Retuning Sails at Shinagawa
- Source:
- ukiyo-e.org
Description
Returning Sails at Shinagawa is a Suzuki Harunobu print documented through ukiyo-e.org from the Art Institute of Chicago. The title transposes the classical Chinese landscape topos of "returning sails" - one of the canonical Eight Views of Xiao and Xiang - to Shinagawa, the bayside post-town at the southern edge of Edo whose harbor, brothels, and teahouses made it one of the most frequented points of departure and return in the city's geography. By matching the elite Chinese theme to a familiar Edo locale, the design participates in the genre of mitate-e (elegant parody) in which Harunobu and his contemporaries refracted continental tradition through the floating world.

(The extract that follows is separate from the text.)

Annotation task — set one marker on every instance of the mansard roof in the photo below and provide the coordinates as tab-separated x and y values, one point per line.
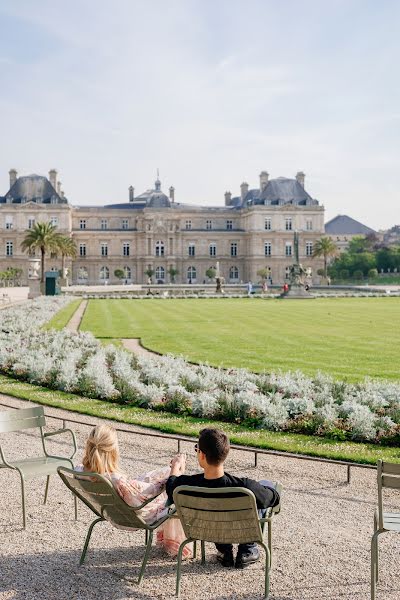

The print is realized in the polychrome nishiki-e technique that defines Harunobu's mature work. Soft blues for the bay, muted browns for the architecture of the post-town, and pale tones for the figures who occupy the foreground are brought into careful registration on hosho paper, so that the simultaneous presence of distant boats and nearby beauties can be read as a single, layered composition. In keeping with his contribution to Edo bijin-ga, the figures are likely to be members of the floating world rather than incidental passers-by, and their slender, idealized proportions follow the type he helped establish. The image is accessible through ukiyo-e.org at ukiyo-e.org/image/aic/88959_428092 as Returning Sails at Shinagawa by Suzuki Harunobu in the Art Institute of Chicago.